FRANKFURT (Reuters) - Lufthansa (LHAG.DE) will merge its European and German domestic routes under a new low-cost brand from next year, hoping to improve profits and fend off growing competition from low-cost carriers.
Lufthansa also announced on Wednesday that it plans to build a logistics centre at Frankfurt Airport to replace an old cargo centre, with the investment pegged at a mid triple-digit million euro sum.
The airline also announced the nomination committee of the supervisory board has recommended former Lufthansa Chief Executive Wolfgang Mayrhuber to succeed Juergen Weber as supervisory board chairman.
It said on Wednesday Lufthansa flights within Germany and Europe, excluding those from its hubs in Frankfurt and Munich, will be merged with its existing low-cost airline Germanwings from January 1, 2013.
The service will carry over 18 million passengers in its first year. Lufthansa, Germany’s largest airline, carries around 106 million passengers a year.
A decision on the brand name would be made in the coming months, the airline said.
Lufthansa is not the only European legacy carrier trying to find an answer to the low-cost challenge. The French arm of Franco-Dutch airline Air France-KLM (AIRF.PA) is also overhauling its European passenger network, with plans to develop low-cost unit Transavia. (ID:nL6E8F291D)

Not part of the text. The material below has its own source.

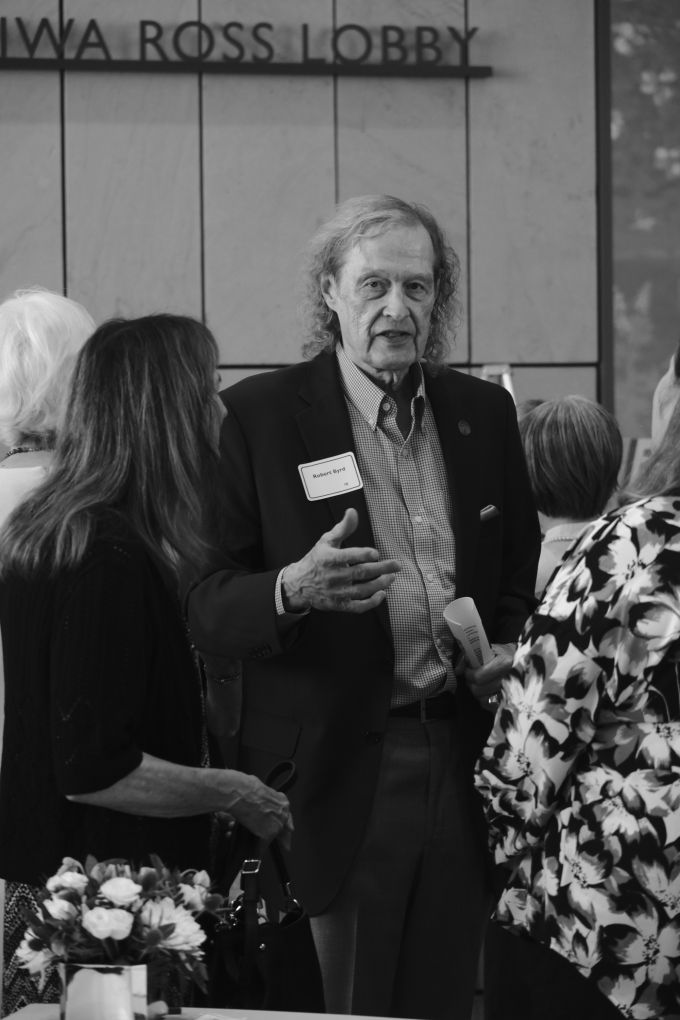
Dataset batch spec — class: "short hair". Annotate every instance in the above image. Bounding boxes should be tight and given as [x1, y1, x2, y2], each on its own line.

Lufthansa’s decision to bundle its short-haul flights under a new low-cost brand comes after it and union representatives agreed two weeks ago to begin a formal mediation procedure this week, ending a series of strikes in a row over pay and working conditions.
The airline is also in the midst of identifying more than 1 billion euros ($1.29 billion) in potential cutbacks in the passenger business, in a sign that Lufthansa could be stepping up its cost-cutting program.